Gara Ticosa, ci sono le relazioni  Ma ora è guerra tra i dirigenti
La zona della cella 3 di fianco alla Santarella

Gara Ticosa, ci sono le relazioni

Ma ora è guerra tra i dirigenti

Diffuse ieri due note con i chiarimenti chiesti dal sindaco agli uffici

Visioni diverse anche su come procedere. Lunedì sera la vicenda in consiglio

Sul caos in cui è precipitata l’ultima bonifica della ex Ticosa (la rimozione dell’amianto nella cosiddetta “cella 3”, vicino alla Santarella) iniziano ad arrivare i primi documenti.

Ieri sono state diffuse ai consiglieri comunali e alla giunta due relazioni chieste nei giorni scorsi direttamente dal sindaco Mario Landriscina ai dirigenti Andrea Romoli Venturi (Appalti e contratti dallo scorso ottobre) e Rossana Tosetti (Ambiente). Uno scritto di otto pagine quello firmato dal primo e di cinque pagine e mezza dalla seconda. Ciascuno dei due ricostruisce la vicenda da suo punto di vista e, benché non venga mai nominato, entrambi fanno riferimento all’ex titolare del settore Appalti (fino alla metà del luglio scorso) Giuseppe Ragadali, ora dirigente della maxi unità che si occupa degli appalti nella capitale.

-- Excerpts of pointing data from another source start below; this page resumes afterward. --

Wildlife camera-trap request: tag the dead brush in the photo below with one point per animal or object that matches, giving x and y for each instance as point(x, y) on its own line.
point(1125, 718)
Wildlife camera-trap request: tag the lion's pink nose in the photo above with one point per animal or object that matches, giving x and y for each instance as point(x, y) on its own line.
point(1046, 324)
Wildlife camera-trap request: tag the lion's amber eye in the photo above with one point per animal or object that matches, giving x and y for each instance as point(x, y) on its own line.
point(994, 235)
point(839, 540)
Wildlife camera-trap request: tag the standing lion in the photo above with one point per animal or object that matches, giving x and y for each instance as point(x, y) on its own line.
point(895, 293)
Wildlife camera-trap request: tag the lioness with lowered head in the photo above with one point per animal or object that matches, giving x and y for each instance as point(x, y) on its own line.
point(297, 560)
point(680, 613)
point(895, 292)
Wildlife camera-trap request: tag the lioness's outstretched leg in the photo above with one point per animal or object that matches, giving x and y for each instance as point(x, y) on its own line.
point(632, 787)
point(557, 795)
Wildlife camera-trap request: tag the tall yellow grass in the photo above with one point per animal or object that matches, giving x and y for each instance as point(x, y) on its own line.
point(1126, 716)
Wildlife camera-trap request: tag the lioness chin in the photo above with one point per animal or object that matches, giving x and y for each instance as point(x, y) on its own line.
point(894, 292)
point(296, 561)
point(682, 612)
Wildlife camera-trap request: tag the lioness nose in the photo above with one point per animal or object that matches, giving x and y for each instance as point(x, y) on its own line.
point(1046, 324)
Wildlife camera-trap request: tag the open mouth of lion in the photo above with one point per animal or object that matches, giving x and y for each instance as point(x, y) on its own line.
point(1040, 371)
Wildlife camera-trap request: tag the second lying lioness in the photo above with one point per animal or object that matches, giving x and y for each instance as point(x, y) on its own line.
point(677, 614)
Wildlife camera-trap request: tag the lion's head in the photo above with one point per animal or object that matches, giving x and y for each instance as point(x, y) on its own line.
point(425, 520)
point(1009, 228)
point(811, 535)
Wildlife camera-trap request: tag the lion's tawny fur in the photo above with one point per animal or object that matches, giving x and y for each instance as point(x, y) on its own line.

Questione meramente tecnica

Relazioni in punta di diritto tra citazioni di dispositivi di legge, codici per i rifiuti, normative su appalti e subappalti e ancora decadenze, requisiti e albi di iscrizione. Una questione, insomma, squisitamente tecnica che ha portato alla debacle totale con l'avvio, da parte di Romoli Venturi, delle procedure per l’annullamento della gara. Due, sostanzialmente, i nodi chiave. Il primo è la mancata correzione di alcuni documenti di gara con le modifiche della categoria relativa ai requisiti delle aziende partecipanti e la conseguente mancata pubblicazione sulla Gazzetta Ufficiale (è stato fatto solo sulla piattaforma informatica Sintel) risalente all’inizio del 2020 che, secondo l’attuale dirigente, avrebbe di fatto invalidato tutto a cascata. Il secondo, invece, riguarda la il quando si doveva essere in possesso del requisito: se fin dalla presentazione delle offerte o se prima dell’avvio dei lavori ( in questo caso, quindi ottenibile anche con subappalto). Possibilità, la seconda, prevista inizialmente, ma ora definita come inapplicabile.

Ma di chi è la colpa? Una domanda a cui, per il momento, il primo cittadino non ha ancora risposto (lo farà, probabilmente, in consiglio comunale, lunedì). Ieri Landriscina si è limitato a dire che «la trasparenza è stata rispettata poiché sono state inviate le relazioni ai consiglieri comunali e alla giunta», ma anche che «il procedimento è ancora in corso e si dovrà quindi attendere la conclusione, prevista nei prossimi giorni, prima di prendere decisioni».

Come uscirne

Decisioni che non riguardano solo le eventuali responsabilità tecniche (che ci sono, su stessa ammissione del Comune), ma anche come procedere. Proprio su questo punto, le due relazioni offrono prospettive molto diverse tra loro: la responsabile dell’Ambiente dopo il rifiuto della prima classificata e l’esclusione della seconda azienda (non aveva i requisiti), propone l’assegnazione dell’ appalto alla terza. Il titolare degli Appalti e, quindi, il referente ultimo della pratica, ha avviato invece le procedure per l’annullamento della gara.

Nella sua relazione prospetta, per evitare di perdere mesi e mesi, se l’importo a base d’asta e il progetto rimanessero invariati, di seguire una procedura negoziata con 15 partecipanti da concludere in un mese (ma ci vorrà di più se servirà il sopralluogo obbligatorio) per poi arrivare alla stipula del contratto non prima di 35 giorni.